I’d thought Xalaria had no skill at tactics or strategy. Listening to her though I think it was more the case that she simply didn’t like to bother with either of them. As a Blessed of Battle though she was clearly adept at them regardless of her preferences.

“At this building, you will find a mix of elite forces and a direct line to his attention should the unthinkable happen and one of us appear there,” Xalaria said, meaning one of the Blessed.

“Yes. Certainly ‘unthinkable’ by anyone.” Zeph didn’t fully voice her sentiment and her eye roll was more audible than visible but it drew a scowl from Xalaria nonetheless.

“As I was saying, an assault here will be met with overwhelming defenses focused on your capture. The goal will be to acquire as many potential prisoners as possible, both to derive information from as well as for other purposes.”

I didn’t need to ask what those ‘other purposes’ might be. Vaingloth was creative in showing his displeasure and I had to imagine that noone who was captured would suffer or die in exactly the same manner as anyone else.

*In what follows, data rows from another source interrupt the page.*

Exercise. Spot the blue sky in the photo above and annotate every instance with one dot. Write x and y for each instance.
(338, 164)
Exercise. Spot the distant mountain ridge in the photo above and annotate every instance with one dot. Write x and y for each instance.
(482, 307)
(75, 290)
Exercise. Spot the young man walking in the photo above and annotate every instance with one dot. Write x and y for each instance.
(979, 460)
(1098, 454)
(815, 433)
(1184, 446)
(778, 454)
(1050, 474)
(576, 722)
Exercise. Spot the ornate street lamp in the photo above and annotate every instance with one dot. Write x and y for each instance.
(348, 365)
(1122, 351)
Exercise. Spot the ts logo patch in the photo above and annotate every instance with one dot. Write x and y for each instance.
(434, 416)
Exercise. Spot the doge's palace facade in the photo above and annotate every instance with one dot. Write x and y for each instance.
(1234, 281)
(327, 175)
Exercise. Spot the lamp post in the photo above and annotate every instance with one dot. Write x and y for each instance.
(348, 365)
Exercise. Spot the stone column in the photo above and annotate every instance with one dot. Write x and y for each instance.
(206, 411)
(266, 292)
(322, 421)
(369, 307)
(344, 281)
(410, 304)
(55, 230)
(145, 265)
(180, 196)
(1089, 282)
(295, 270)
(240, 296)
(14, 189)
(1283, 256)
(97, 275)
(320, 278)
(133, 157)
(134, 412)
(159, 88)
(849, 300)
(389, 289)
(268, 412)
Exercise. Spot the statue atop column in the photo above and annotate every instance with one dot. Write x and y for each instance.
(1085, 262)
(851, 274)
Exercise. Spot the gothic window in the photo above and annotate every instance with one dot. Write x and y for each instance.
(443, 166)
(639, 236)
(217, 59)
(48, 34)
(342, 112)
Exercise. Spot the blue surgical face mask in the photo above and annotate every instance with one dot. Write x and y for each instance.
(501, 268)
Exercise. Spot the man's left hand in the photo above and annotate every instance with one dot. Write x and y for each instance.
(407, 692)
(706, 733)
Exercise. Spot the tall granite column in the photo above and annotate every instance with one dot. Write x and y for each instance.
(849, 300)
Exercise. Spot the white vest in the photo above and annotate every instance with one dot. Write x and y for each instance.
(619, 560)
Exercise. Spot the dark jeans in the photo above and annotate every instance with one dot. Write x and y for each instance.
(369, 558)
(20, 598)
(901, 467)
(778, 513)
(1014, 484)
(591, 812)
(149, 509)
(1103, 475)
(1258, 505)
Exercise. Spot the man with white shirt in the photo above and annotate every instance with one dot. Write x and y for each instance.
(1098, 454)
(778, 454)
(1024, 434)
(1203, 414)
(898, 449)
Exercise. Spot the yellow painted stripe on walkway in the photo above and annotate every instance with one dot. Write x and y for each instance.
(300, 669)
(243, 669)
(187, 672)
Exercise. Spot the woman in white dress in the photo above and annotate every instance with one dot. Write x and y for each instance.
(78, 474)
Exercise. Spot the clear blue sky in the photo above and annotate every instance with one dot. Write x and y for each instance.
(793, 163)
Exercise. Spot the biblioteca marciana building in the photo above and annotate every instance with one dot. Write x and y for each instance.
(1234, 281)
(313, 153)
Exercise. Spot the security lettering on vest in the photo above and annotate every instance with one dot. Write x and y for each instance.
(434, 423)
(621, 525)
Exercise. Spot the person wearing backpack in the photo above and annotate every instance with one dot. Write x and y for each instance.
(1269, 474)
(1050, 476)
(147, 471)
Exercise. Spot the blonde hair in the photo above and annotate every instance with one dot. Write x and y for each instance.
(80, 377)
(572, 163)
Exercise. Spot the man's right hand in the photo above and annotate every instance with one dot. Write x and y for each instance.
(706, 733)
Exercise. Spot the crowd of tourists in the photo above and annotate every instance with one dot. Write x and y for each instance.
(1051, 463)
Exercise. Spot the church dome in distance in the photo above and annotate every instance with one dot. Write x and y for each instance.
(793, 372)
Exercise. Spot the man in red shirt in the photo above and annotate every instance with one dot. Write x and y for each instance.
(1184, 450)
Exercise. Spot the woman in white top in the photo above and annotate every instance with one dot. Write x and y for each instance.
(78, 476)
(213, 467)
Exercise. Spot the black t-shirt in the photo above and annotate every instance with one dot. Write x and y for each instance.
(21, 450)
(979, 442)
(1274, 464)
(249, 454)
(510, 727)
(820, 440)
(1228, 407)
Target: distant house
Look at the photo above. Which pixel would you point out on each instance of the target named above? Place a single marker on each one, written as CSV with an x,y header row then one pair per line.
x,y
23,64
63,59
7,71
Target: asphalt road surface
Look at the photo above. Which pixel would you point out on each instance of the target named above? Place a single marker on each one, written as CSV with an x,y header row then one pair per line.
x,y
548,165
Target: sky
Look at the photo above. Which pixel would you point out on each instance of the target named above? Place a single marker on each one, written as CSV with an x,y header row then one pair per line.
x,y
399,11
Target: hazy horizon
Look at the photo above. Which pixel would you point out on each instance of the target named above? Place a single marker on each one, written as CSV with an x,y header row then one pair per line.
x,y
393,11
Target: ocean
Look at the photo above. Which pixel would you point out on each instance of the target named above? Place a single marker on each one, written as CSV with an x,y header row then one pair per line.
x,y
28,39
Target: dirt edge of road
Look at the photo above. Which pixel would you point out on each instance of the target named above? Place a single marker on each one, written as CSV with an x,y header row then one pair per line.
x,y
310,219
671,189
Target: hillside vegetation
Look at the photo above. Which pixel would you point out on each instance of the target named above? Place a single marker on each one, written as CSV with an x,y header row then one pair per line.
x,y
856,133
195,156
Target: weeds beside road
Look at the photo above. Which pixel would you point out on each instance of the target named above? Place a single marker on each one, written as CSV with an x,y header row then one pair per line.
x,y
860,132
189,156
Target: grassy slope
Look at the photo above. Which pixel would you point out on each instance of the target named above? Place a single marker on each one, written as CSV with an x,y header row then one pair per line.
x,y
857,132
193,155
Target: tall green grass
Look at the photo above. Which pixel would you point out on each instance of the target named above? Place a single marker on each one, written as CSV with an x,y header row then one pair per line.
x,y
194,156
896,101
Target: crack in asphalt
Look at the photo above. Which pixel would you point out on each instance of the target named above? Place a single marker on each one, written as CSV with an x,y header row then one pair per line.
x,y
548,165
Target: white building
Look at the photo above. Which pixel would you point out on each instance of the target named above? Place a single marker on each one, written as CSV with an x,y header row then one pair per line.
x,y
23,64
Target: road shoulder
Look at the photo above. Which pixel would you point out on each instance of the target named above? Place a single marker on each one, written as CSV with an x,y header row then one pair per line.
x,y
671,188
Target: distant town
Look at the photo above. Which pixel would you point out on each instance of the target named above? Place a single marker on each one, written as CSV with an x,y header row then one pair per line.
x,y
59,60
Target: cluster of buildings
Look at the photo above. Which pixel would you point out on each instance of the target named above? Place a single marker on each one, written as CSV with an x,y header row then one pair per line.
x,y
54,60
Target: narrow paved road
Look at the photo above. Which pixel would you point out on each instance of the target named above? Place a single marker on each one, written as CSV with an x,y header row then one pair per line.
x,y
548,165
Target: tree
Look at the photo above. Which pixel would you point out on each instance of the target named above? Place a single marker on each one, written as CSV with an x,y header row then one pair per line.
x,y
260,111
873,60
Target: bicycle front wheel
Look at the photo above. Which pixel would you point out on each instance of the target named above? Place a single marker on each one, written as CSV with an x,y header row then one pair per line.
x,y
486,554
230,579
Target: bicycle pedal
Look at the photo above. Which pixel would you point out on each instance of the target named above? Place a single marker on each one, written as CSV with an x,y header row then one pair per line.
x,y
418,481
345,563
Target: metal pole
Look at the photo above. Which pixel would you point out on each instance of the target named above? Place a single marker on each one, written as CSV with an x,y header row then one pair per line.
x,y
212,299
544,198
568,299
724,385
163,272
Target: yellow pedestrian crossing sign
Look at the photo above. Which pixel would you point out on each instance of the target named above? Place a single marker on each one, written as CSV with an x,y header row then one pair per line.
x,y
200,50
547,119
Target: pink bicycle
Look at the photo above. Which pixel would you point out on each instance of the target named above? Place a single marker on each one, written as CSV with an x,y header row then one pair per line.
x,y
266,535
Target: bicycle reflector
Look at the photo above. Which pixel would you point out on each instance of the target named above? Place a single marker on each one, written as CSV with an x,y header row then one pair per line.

“Then our options are what? We give up on fighting back?” Oolgo asked, the surly edge in his voice the same anger we all felt at the weakness we found in ourselves.

“Nope,” I said, cutting in before Xalaria could offer a sensible plan. “You’re going to attack them all.”

“You mean both the strongest and the weakest spots?” Smiles asked.

“No. I mean all of them. Every red pin on this map. Every orange one. Every blue one. This city is yours and we’re taking it back.”

“What about, you know, him?” Lucky asked, pointing at the gold pin in the castle.

“He’s mine. You take the city. I’ll deal with the monster at it’s center.”